To Be Frank, I’m Fed Up

So here’s the thing. I am not one of those people who feels we need to pat our Twitter buddies on the back all the time, tell them how wonderful they are, compliment their every move and grovel at their every sagacious tweet. I mean, it’s nice to be supportive and cordial and all that, but it’s also important to challenge, question, and argue.

Of course, it’s the way we do these things that defines our online presence and helps shape the perception of who we are and what we are involved in.

I’m going to be vague in the details of what I say, so I apologize for that. I was involved in the very early days of one of my favorite chats, way back when it started up, I guess, a little over a year ago. It was a weekly meeting spot for educators facing similar challenges and a place where we could throw around ideas and debate philosophies. Really stimulating, actually.

For whatever reason, I was away from it for months, until recently returning over the summer. There was now a whole new cast of characters involved, as many of the old guard had drifted away and other passionate people had supplanted them. It started off wonderfully for me. I was glad to be back and meeting new people.

Lately, though, this particular chat/hashtag has been populated by an absolutely insane, unprofessional, unbecoming amount of personal bickering that – believe me – bothers many people other than me. As a result, our weekly chat always winds up having a couple of people engaging in their back and forth while the rest of us try to continue talking about ways to improve our practice and our students’ educational experiences. Being around this has become extremely frustrating.

Oh, yeah. This is productive.

I know I am not the only one who feels these “extracurricular activities” are a waste of time. Not only that, they are sullying the name of this hashtag/chat and, I predict, will drive people away.

The same way a school can not succeed with infighting and attention brought upon personal differences, neither can a vital weekly online chat. People will inevitably grow tired of the incessant ridiculousness, stop believing in the value of the bigger picture, and say “See ya.” I would venture that no one involved in the hashtag/chat wants to get to that point, but I’d be lying if I said I haven’t thought about it myself.

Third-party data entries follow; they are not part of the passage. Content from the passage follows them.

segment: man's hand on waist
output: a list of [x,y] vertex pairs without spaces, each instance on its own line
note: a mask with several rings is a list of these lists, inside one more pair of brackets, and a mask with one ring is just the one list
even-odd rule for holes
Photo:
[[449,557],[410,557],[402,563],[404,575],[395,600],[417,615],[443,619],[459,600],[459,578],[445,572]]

An analogy: say you have a disagreement with your colleague at work. Are you going to stand in the middle of a packed staffroom and yell at each other? Or are you going to agree on the spot to disagree and then return to your discussion away from the prying eyes and ears of others? When these things happen in public, they become fodder for idle talk, and in the case of this hashtag/chat, that is exactly what is happening. Passionate, caring people – no doubt with good intentions – are allowing themselves to be dragged into petty lunacy that is changing peoples’ perceptions of them. Of course, that is their choice, but let’s never forget that perception is indeed reality.

So, here, I’ll make an open call to everyone. When you are on Twitter, please project yourself the way you would in your workplace. You are a professional and you are an adult. Save your issues with others for the privacy of e-mails or direct messages, because most of us don’t care enough to have our experiences tarnished. I take no sides on these issues because they are not mine to consider, and quite frankly, I have more important things to occupy my time.

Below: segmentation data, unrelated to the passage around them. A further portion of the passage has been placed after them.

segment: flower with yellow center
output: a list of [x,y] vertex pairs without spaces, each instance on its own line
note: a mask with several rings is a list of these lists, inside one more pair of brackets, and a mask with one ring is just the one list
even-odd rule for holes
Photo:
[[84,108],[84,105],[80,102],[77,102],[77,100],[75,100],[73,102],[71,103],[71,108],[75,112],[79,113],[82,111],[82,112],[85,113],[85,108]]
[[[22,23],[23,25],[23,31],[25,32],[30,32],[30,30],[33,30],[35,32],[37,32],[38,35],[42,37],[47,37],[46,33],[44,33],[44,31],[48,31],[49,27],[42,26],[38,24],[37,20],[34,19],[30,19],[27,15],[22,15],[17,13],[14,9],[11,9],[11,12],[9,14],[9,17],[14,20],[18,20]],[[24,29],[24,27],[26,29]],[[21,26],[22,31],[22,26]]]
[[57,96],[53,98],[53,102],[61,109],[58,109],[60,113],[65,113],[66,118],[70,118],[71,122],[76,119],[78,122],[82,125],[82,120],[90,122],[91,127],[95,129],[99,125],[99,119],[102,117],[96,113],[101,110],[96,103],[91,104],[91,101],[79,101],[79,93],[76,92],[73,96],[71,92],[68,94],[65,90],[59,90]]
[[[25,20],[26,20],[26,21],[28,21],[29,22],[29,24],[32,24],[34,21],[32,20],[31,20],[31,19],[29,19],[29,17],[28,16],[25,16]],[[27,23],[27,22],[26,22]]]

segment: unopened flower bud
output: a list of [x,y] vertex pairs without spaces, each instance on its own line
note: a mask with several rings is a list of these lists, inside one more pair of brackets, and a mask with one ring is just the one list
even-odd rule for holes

I’m not suggesting we all be friends. I am suggesting, however, that we all be civil. And if you can’t be civil, at least spare the rest of us the drama. There are too many people out here who care too much about what matters to be involved in the insignificant squabbles of others.

I submit this respectfully, knowing that Twitter educators are a passionate bunch. I also submit it knowing that some will agree with me and some will disagree. I’m not too concerned. I am most worried about the direction we are going and how to set ourselves back on a positive, productive course.

I am simply asking that you stop the nonsense and allow the rest of us to move forward. You are doing yourselves no favors, you are upsetting other people, and you are harming our hashtag/chat’s credibility. This shouldn’t be about you. It should be about all of us. Do the right thing so we can all move on.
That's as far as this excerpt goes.